俺のココ、あいてるけど。

 
「登坂さん、飲みすぎですよぉ。そろそろ綾と同じの飲みましょうよぉ、ウーロン茶♪」

「・・・・ビール」

「もぉ〜。明日、二日酔いになっても知りませんよ、綾」

「いいからビール」

「仕方ないなぁ。じゃあ、酔いつぶれたら綾が介抱しますね♪」

「勝手にしろ」


だから俺は、とにかく酔っ払ってしまいたかった。明日目が覚めたら記憶が無いくらいに・・・・。
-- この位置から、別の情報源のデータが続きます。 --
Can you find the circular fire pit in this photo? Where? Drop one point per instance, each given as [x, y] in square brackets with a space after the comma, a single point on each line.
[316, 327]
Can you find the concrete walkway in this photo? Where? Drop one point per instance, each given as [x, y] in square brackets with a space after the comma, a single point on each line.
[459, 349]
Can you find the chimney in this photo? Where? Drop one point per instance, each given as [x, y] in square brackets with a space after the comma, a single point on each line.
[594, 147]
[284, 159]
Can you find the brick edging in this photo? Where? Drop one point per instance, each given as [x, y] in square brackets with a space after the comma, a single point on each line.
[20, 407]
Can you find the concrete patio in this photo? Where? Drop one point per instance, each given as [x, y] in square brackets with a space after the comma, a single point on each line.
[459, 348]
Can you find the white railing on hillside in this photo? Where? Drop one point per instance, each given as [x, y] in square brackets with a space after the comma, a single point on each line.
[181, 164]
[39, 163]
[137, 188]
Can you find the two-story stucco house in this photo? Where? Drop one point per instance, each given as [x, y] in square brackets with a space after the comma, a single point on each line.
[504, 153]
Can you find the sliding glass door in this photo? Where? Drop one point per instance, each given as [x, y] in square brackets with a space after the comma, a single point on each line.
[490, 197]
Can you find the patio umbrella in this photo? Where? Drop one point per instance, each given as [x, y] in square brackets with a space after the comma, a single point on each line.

そうして、梅村綾が差し出したウーロン茶を押し退けてビールを流し込んだ。


怒り・・・・はもちろんある。

梅村綾の執拗なまでの世話の焼き方、長澤が連れてきた男。

俺は許可なんてしていない。


でも、同時に悲しくもあった。

あの“モッサ”とかいう男と親しげに話す長澤は、俺と話すときとは違った顔をしていたから。

あぁ、俺じゃないんだな・・・・。

そう思った。


モッサは俺が知らない長澤を知っている・・・・どうにもならないことだが、それが妙に悲しかった。

あの2人にしか分からない共通の話題で盛り上がる姿を見ると、胸が張り裂けそうだった。